After seeing Hawaii almost pass a bill which would have limited the online privacy of its residents, we asked how likely it would be to see it here in the UK
Katherine Wynn, a Senior Associate at law firm Pinsent Masons has confirmed that something similar to the Hawaii internet history bill would be ‘highly unlikely’ in the UK.
The bill, which was almost passed, would have required all internet service providers to keep internet histories on all its customers.
While a worrying thought, it is, according to Katherine Wynn, very unlikely that we would ever reach that point in the UK.
“Given the greater awareness internet users now have of the importance of privacy (especially as we use it so often in our daily lives), it is highly unlikely that such a law could be passed unless it included very stringent privacy provisions.”

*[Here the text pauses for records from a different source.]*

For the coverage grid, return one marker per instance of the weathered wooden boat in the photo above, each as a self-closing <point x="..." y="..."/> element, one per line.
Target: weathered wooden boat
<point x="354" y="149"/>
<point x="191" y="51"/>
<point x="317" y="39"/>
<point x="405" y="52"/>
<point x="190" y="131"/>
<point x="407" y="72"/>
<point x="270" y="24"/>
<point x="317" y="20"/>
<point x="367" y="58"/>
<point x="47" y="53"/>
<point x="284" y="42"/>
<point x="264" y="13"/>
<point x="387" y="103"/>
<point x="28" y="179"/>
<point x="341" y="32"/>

It was believed that the decision to discuss the bill in Hawaii had been with policing in mind, by keeping records it's presumed that it will be easier to catch those who commit crimes with the help of the web.
The UK does in fact offer something similar according to Wynn, however it is much more strictly controlled than what was being suggested by the island’s representatives.
“While the UK does allow for a record of internet data to be kept in some very specific circumstances (such as the investigation of serious crime), these are subject to the strict restrictions of the UK and EU data protection laws.”
“Crucially, even the powers to keep a record of internet data do not extend to the content accessed online, e.g. which websites an individual has visited; it only applies to IP addresses.”